1937 | David Hand, William Cottrell, Wilfred Jackson, Larry Morey, Perce Pearce, Ben Sharpsteen | 83 min Watch Trailer

Violence and Intensity
In Snow White, cel-animated violence and intensity spans from skeletons, to near knifings, to “bring back her heart in this.”

The villainess is a witch, and is shown using sorcery to transform from a beautiful queen into a hag.  The entire scene is, for an animated film, very intense, from the mixing of the potion to the transformation, where the witch clutches her throat and the room begins spinning wildly.

The witch uses threatening phrases like “she’ll be buried alive!” “I’ll crush their bones!” “kill her!” and “her breath will still, her blood congeal!”

Spoiler Warning - Snow White is almost stabbed to death, but her would-be murderer repents at the last moment.  Fleeing for her life, Snow White encounters imaginary horrors in the woods, set to intense music.  When the witch offers her a poisoned apple, Snow White takes a bite, then begins breathing oddly and says that she feels strange, before collapsing, as if dead, on the ground.  In the end, the witch falls off a cliff, and an enormous boulder is seen rolling off after her.


Minced Oaths and Some Name Calling
Jiminy Crickets
Jiminy Crickets
Gee
Gosh
Gosh
Gosh
Gosh
Gosh
Gosh
Gosh

A negatively-portrayed character says “shut up”.  The dwarfs call each other “doodle bug”, “warthog”, and “nanny goats”, once each.  Snow White briefly imitates one of the dwarfs.


Mild Ethical Confusion
While it is clearly only the villain who uses sorcery, and the use of magic is definitely negatively-portrayed, Snow White does for a time believe the witch’s story about a “magic wishing apple”.  Given Snow White’s character, she probably thinks of the apple as having grown on some kind of “magic” tree (which is an acceptable fantasy concept1), rather than as being the result of sorcery (which is biblically unacceptable2).

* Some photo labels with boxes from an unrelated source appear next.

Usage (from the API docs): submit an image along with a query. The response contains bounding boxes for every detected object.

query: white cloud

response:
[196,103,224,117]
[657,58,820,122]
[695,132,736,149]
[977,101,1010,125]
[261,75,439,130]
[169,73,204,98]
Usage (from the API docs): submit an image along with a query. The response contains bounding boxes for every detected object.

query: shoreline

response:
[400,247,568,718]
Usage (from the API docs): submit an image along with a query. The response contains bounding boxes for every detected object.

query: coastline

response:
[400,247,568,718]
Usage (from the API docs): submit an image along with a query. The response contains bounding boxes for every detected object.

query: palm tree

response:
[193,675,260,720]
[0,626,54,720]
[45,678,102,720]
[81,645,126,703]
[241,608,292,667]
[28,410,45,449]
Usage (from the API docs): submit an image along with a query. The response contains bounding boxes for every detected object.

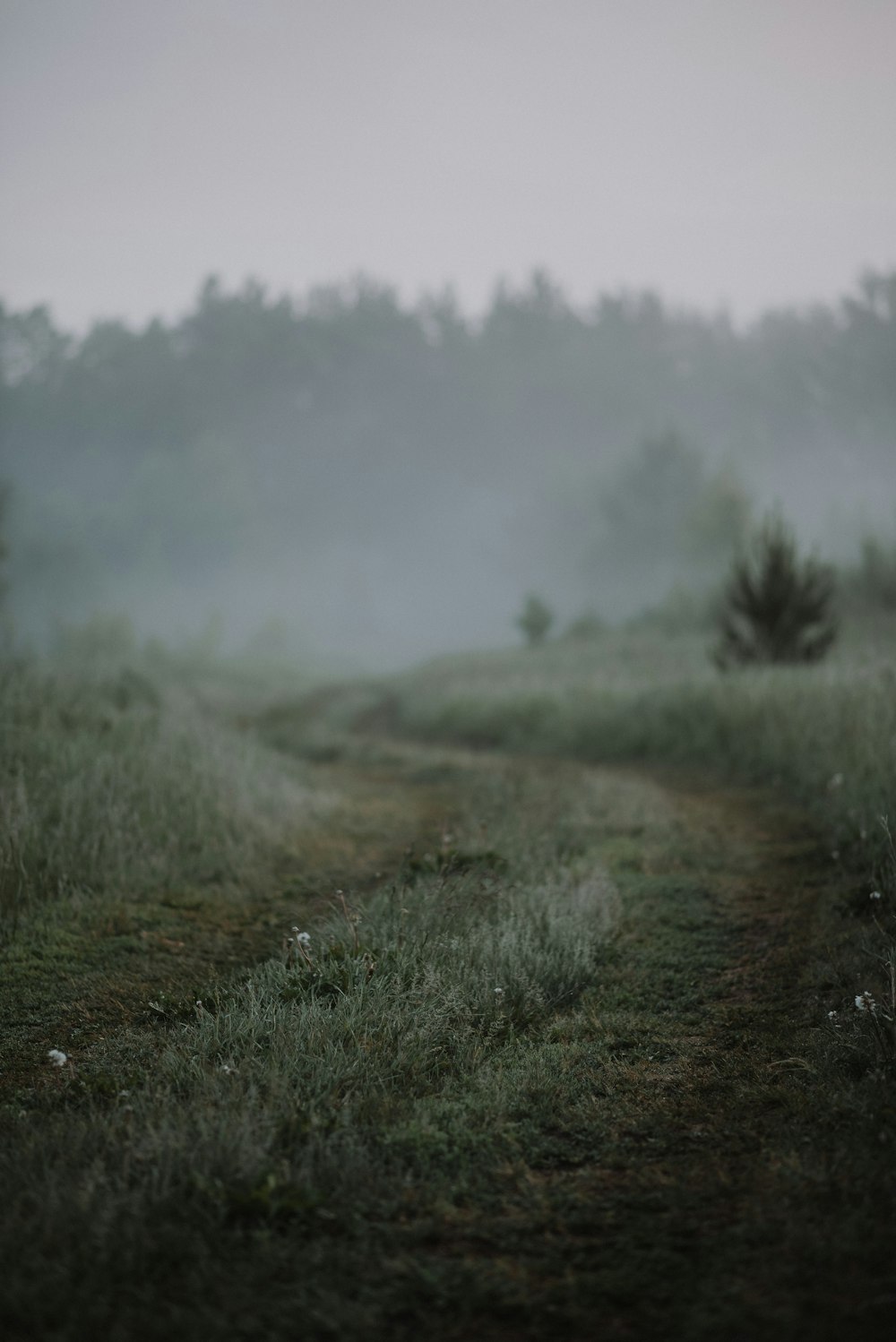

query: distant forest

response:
[0,272,896,654]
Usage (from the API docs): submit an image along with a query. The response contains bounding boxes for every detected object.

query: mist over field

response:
[0,272,896,667]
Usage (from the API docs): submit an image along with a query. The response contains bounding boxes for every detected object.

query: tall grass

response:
[394,636,896,879]
[0,660,317,934]
[0,761,616,1337]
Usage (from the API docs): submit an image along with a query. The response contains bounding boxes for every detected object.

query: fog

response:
[0,0,896,668]
[0,274,896,667]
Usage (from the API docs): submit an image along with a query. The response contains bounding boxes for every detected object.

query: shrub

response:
[516,593,554,647]
[713,514,837,670]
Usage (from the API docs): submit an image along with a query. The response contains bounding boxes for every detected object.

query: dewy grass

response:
[394,649,896,890]
[0,663,317,935]
[3,756,616,1337]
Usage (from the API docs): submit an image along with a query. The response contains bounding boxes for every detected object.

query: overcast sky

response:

Snow White also pretends that a well is a “wishing well”, and sings a song about “wishing” her true love would find her today.  That he does find her as she’s singing may be taken as a result of her wishing, but much more probably as a significant coincidence.

The dwarfs are portrayed as foolishly superstitious, incorrectly supposing that a mysterious person may be a ghost or a goblin.

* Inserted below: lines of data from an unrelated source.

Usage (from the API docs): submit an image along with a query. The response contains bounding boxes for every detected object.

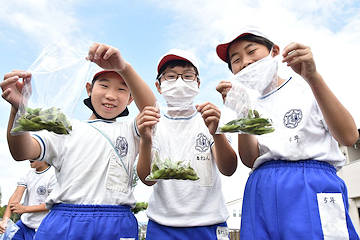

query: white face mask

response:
[160,77,199,106]
[231,51,279,95]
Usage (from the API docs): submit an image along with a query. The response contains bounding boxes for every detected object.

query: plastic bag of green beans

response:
[11,43,94,134]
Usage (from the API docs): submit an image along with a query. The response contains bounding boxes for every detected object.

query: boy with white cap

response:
[0,161,56,240]
[216,26,359,240]
[137,49,237,240]
[0,43,155,240]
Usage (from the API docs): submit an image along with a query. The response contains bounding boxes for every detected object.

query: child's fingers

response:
[216,80,232,94]
[103,47,120,60]
[1,88,11,101]
[94,44,110,60]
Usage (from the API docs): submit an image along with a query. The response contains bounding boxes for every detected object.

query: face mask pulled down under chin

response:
[161,78,199,106]
[230,52,279,95]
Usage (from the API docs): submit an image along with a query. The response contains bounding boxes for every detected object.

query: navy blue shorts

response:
[146,220,229,240]
[240,160,359,240]
[34,204,138,240]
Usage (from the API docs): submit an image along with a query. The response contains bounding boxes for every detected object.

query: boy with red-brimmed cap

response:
[216,26,359,240]
[0,43,155,240]
[137,49,237,240]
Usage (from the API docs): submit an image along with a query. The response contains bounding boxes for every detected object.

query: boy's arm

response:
[86,43,156,111]
[136,107,160,186]
[283,43,359,146]
[196,102,237,176]
[0,186,25,234]
[0,70,41,160]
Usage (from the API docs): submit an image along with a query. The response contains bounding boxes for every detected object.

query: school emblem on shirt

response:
[36,186,46,195]
[195,133,210,152]
[115,137,129,157]
[284,109,302,128]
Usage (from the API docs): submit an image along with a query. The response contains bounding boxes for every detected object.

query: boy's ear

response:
[155,81,161,94]
[271,44,280,57]
[85,83,91,97]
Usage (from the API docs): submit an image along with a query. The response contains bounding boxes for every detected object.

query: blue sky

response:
[0,0,360,221]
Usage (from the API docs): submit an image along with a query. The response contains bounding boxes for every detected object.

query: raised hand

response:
[86,43,126,71]
[282,42,318,84]
[136,106,160,141]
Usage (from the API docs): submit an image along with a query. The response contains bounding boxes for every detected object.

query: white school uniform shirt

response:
[32,119,140,209]
[17,166,56,229]
[253,77,345,170]
[146,112,229,227]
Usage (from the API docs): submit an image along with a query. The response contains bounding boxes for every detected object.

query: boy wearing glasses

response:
[137,49,237,240]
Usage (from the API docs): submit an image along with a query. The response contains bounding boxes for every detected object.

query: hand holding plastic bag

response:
[11,44,94,134]
[0,218,19,240]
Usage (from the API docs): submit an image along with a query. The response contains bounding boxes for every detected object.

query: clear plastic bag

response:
[11,43,94,134]
[217,52,279,135]
[146,103,199,181]
[0,218,19,240]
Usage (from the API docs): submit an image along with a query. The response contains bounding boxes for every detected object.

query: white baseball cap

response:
[157,48,200,73]
[216,25,269,63]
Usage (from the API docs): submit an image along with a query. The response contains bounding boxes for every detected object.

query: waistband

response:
[51,203,130,213]
[254,160,336,174]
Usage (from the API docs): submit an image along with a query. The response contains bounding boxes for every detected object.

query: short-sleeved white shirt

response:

Eleven of the dwarfs send the remaining one to investigate something, because the rest are too afraid.  This is portrayed as somewhat humorous.


Brief Mild Sensuality
Snow White contains very, very little sensuality in mood, but there is some physical affection displayed, and romantic themes are a significant part of the story.

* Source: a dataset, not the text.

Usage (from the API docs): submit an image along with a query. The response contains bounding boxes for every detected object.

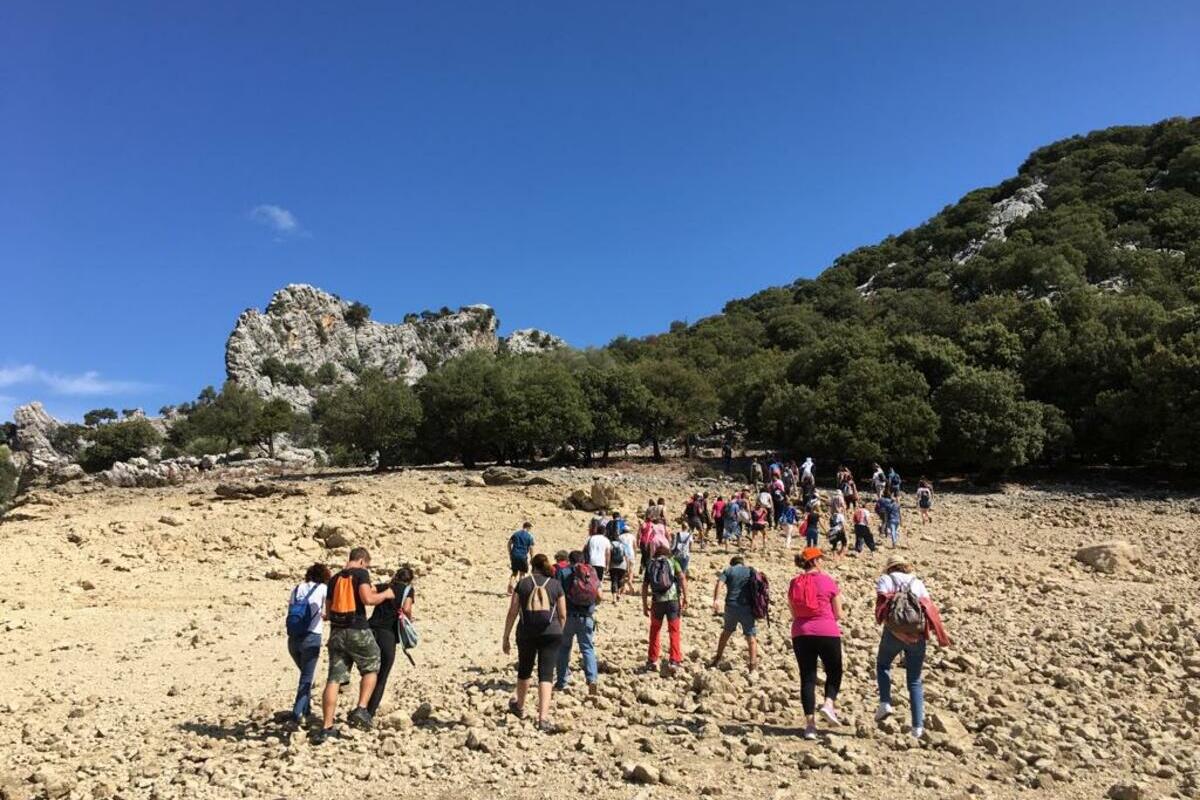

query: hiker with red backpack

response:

A man kisses the unconscious Snow White on the lips.  Snow White kisses a bird and sends it to kiss the Prince.  As Snow White kisses each of the dwarfs on the forehead, one of them tries in a silly way to get her to kiss him on the mouth, but without success.

Snow White dances with the dwarfs, touching hands only.

Non-sensual songs include lines like “one love that has possessed me,” “dreaming of the nice things he’ll say,” and “he was so romantic, I could not resist.”

Love at first sight is implied.


Note:
The witch uses magic words and magic potions, but the words are entirely dependent on inherently magical implements, the potions include impossible such as liquid hag’s cackle.

As a joke, some of the dwarfs take the lone, uncooperative dwarf and tie his hair and beard up in bows.

The dwarfs kneel by Snow White’s coffin.

A dwarf says that Snow White is “beautiful just like an angel.”  Biblically, angels are masculine.

There is some mild comical pain, but no one is actually injured.

Snow White takes upon herself something of a mother’s role toward the dwarfs, making them wash before she will give them supper, and telling them to go right upstairs at bedtime.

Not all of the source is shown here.